The only exception was books, which I acquired freely, because I never really felt they belonged to me.  Because of this, I never felt compelled to finish those I didn’t like, or even a pressure to like them at all.  But a certain lack of responsibility also left me free to be affected.  When at last I came across the right book the feeling was violent: it blew open a hole in me that made life more dangerous because I couldn’t control what came through it. (127)

As if to touch, ritually, one last time, every enduring pocket of pain.  No, the powerful emotions of youth don’t mellow with time.  One gets a grip on them, cracks a whip, forces them down.  You build your defenses.  Insist on order.  The strength of feeling doesn’t lessen, it is simply contained. (193)

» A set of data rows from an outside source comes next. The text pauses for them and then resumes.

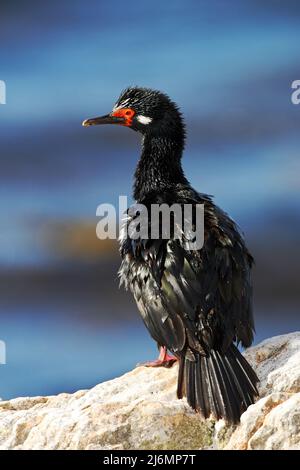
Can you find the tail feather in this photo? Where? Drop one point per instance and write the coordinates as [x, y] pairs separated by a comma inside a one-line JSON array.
[[221, 384]]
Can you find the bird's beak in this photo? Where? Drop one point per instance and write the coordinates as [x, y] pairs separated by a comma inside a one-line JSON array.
[[107, 119]]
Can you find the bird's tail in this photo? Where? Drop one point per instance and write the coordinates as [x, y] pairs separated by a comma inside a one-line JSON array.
[[221, 384]]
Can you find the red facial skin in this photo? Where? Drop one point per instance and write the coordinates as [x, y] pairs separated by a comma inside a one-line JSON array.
[[126, 113]]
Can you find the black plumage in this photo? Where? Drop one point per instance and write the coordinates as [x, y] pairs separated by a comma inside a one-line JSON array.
[[197, 304]]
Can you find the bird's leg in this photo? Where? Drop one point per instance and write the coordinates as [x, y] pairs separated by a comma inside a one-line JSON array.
[[164, 359]]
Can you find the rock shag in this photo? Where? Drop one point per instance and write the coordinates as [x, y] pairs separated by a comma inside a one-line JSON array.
[[196, 304]]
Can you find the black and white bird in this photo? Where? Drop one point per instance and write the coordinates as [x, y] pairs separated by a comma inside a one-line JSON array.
[[196, 304]]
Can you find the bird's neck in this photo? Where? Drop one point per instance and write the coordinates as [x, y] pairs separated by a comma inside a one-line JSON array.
[[159, 167]]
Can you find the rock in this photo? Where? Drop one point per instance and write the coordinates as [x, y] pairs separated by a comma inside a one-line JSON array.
[[140, 411], [273, 422]]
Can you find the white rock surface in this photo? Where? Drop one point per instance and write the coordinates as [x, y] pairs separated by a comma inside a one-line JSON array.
[[140, 411]]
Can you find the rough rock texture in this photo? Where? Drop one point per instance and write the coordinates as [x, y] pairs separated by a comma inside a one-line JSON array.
[[140, 411]]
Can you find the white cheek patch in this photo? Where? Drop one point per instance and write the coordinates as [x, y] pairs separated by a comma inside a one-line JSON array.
[[144, 119]]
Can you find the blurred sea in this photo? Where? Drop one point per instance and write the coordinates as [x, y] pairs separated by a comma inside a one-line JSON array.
[[230, 66]]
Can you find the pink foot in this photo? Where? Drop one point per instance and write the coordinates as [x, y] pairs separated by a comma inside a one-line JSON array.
[[164, 360]]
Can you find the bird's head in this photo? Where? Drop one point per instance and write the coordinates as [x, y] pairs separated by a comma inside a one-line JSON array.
[[144, 110]]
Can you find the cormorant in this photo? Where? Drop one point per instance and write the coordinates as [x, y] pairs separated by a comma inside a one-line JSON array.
[[196, 304]]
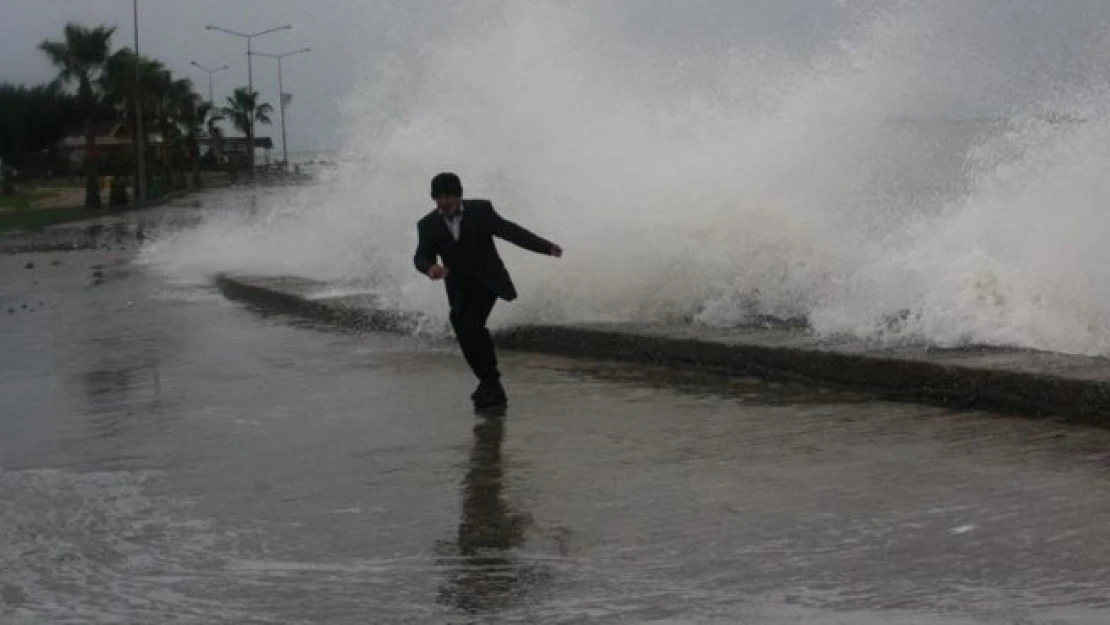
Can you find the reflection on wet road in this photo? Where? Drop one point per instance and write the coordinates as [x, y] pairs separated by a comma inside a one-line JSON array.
[[167, 456]]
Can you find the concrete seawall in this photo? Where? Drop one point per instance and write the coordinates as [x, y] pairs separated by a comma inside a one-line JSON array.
[[1002, 380]]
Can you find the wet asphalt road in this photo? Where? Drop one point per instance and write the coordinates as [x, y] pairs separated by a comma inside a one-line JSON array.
[[167, 456]]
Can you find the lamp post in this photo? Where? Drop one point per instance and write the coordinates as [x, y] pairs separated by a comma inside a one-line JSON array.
[[140, 135], [250, 80], [281, 97], [210, 72]]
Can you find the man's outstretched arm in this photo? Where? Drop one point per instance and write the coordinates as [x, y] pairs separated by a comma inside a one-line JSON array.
[[522, 237]]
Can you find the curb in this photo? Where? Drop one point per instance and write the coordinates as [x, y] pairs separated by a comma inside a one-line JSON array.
[[1010, 381]]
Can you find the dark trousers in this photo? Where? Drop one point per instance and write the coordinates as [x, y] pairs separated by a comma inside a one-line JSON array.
[[471, 305]]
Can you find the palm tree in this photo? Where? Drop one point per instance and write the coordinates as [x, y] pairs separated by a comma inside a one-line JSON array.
[[118, 82], [239, 110], [198, 120], [80, 59]]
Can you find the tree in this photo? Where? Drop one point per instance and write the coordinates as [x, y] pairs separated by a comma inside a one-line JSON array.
[[239, 111], [80, 58], [198, 120], [122, 92], [33, 120]]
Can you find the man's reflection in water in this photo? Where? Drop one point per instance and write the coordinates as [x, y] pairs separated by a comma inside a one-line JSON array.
[[484, 576]]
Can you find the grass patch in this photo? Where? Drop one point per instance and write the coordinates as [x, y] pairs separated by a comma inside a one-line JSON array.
[[24, 200], [40, 218]]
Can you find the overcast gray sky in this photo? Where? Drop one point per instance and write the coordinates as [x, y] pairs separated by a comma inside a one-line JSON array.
[[1001, 50]]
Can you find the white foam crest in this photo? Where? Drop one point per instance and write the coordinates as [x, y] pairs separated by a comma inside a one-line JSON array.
[[755, 184]]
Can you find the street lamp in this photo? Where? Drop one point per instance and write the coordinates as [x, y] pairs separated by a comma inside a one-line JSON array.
[[281, 96], [210, 72], [140, 149], [250, 78]]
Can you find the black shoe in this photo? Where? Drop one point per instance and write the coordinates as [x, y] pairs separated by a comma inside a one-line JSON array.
[[490, 394]]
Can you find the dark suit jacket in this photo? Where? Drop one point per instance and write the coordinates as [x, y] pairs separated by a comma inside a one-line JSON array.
[[474, 256]]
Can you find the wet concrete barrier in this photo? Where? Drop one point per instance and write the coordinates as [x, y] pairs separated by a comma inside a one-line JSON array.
[[1013, 381]]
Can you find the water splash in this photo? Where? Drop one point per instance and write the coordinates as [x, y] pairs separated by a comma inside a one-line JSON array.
[[835, 185]]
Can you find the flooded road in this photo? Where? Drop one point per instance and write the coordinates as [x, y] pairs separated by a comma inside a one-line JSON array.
[[168, 456]]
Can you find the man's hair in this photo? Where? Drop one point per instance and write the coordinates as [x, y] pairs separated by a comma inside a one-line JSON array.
[[446, 183]]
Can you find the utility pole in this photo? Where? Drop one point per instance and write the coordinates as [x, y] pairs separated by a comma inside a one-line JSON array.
[[281, 94], [250, 80], [140, 137], [210, 72]]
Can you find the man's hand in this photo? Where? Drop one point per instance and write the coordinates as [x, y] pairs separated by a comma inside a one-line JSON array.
[[437, 272]]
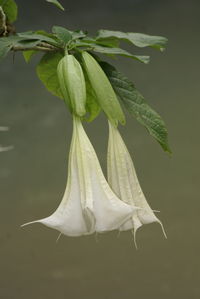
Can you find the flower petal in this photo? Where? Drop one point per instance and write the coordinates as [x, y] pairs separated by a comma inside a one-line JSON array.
[[124, 182], [108, 210]]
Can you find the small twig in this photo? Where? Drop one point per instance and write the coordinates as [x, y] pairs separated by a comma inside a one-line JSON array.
[[3, 27], [36, 48], [40, 47]]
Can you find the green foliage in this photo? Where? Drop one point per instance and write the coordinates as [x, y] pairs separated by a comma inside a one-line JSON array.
[[28, 55], [92, 105], [6, 44], [137, 39], [47, 72], [10, 9], [103, 90], [136, 105], [39, 36], [62, 34], [56, 3], [108, 50]]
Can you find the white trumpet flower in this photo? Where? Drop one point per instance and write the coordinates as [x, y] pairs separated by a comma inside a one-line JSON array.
[[88, 204], [5, 148], [124, 182]]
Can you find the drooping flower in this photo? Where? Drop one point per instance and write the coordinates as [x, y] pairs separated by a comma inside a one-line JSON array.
[[5, 148], [124, 182], [88, 204]]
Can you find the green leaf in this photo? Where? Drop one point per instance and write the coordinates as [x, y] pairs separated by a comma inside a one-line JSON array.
[[104, 92], [56, 3], [29, 54], [10, 9], [112, 51], [137, 39], [77, 34], [42, 36], [6, 44], [136, 105], [47, 72], [108, 42], [92, 105], [62, 34], [118, 51]]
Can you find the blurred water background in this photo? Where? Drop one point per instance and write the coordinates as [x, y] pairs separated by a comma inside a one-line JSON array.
[[33, 175]]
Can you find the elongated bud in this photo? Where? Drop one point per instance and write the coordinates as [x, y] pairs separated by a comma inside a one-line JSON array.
[[105, 94], [72, 84]]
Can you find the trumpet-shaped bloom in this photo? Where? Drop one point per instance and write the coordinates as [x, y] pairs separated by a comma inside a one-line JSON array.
[[124, 182], [88, 204], [5, 148]]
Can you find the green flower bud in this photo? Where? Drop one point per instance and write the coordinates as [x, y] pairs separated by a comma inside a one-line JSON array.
[[72, 84], [104, 92]]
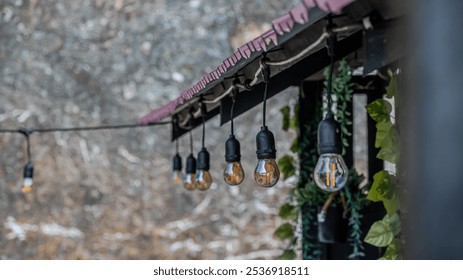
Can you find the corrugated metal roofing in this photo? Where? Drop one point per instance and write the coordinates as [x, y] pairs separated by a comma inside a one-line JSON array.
[[282, 26]]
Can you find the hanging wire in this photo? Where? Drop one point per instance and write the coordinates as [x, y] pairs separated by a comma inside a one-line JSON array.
[[82, 128], [331, 40], [27, 133], [203, 116], [266, 74], [191, 128], [233, 96]]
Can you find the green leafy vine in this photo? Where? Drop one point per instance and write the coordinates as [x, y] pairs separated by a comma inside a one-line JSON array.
[[386, 232], [306, 195]]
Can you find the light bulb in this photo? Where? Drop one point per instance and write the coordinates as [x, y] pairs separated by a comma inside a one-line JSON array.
[[177, 175], [203, 177], [331, 172], [203, 180], [189, 183], [233, 174], [28, 174], [267, 173]]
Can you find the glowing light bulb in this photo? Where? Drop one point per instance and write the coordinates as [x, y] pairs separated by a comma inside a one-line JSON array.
[[233, 174], [189, 182], [177, 178], [177, 175], [203, 180], [331, 172], [267, 172], [203, 177], [28, 174]]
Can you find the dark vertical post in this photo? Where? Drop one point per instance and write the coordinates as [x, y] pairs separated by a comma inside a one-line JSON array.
[[433, 109], [310, 102]]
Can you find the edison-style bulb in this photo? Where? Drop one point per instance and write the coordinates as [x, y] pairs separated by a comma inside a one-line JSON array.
[[28, 174], [267, 173], [203, 180], [189, 183], [27, 185], [331, 172], [233, 174], [177, 177]]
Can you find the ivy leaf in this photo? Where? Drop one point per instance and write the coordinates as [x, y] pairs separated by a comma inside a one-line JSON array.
[[286, 164], [383, 232], [285, 231], [390, 148], [285, 111], [295, 145], [294, 122], [382, 130], [379, 110], [380, 234], [288, 254], [392, 90], [393, 251], [384, 189], [287, 211]]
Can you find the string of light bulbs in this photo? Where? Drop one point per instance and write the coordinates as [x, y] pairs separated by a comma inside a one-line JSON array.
[[29, 167], [330, 172]]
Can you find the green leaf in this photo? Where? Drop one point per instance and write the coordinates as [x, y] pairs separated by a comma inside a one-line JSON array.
[[288, 254], [294, 122], [392, 90], [383, 232], [390, 146], [380, 234], [382, 130], [393, 251], [379, 110], [286, 164], [295, 145], [285, 231], [287, 211], [286, 111], [384, 189]]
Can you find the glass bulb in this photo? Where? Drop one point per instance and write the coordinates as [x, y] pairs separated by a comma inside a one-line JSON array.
[[189, 183], [27, 185], [177, 177], [331, 172], [267, 173], [203, 180], [233, 174]]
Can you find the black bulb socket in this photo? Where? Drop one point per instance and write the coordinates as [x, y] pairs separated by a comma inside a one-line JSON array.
[[177, 162], [190, 164], [329, 136], [29, 170], [232, 149], [203, 159], [265, 144]]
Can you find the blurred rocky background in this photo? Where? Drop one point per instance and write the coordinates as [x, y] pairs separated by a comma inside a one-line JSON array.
[[107, 194]]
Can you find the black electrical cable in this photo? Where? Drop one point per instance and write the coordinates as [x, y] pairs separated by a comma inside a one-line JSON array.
[[82, 128], [329, 86], [233, 96], [266, 75]]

Because it hardly ends with falling in love.  Just the opposite.  I don’t need to tell you, Your Honor, I sense that you understand true loneliness.  How you fall in love and it’s there that the work begins: day after day, year after year, you must dig yourself up, exhume the contents of your mind and soul for the other to sift through so that you might be known to him, and you, too, must spend days and years wading through all that he excavates for you alone, the archaeology of his being, how exhausting it became, the digging up and the wading through, while my own work, my true work, lay waiting for me.  (208-9)

So, my conclusion?  Just read the damn thing and tell me if you agree with me or if I’m crazy.

Other, less conflicted, reviews: Shelf Love, The Broke and the Bookish, Nomadreader.  (A lot less book bloggers have read this book than I imagined!  Any reviews I missed?)